More than 41,000 borrowers were affected by the industry-wide debacle going back to 2008, as Irish lenders wrongly denied customers their right to a cheap loan linked to the European Central Bank (ECB) rate or put them on the wrong rate entirely. Irish banks have set aside €1.5 billion of provisions in recent years in relation to the tracker scandal.
The issue has so far cost Bank of Ireland almost €330 million since 2016 in refunds and compensation, legal fees and administrative expenses, and provisions set aside for a Central Bank fine.
The imminent closure of the Bank of Ireland case comes within days of the Government announcing last Friday that it had sold its remaining shares in the lender, making it the first to return fully to private ownership following the State’s crisis-era €64 billion rescue of the financial system.

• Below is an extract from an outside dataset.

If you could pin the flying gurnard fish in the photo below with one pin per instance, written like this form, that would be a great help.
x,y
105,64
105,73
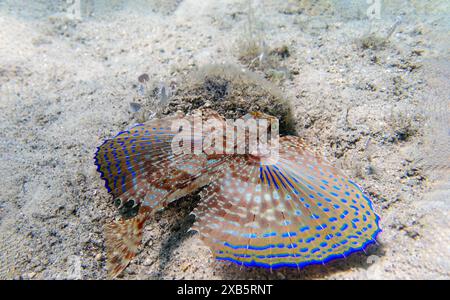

Irish lenders stopped issuing new tracker mortgages — where interest rates are typically set at a 1 percentage point premium to the ECB’s main lending rate — in 2008 as their own funding costs jumped amid the global financial crisis.
While holders of tracker loans benefited as the reference ECB rate dropped from 3.75 per cent in late 2008 to zero in 2016 — and borrowers on other products faced higher charges — they have been automatically affected by the central bank’s recent rate hikes. The ECB has raised its main rate to 1.25 per cent since late July and is on track to increase borrowing costs further in the coming months.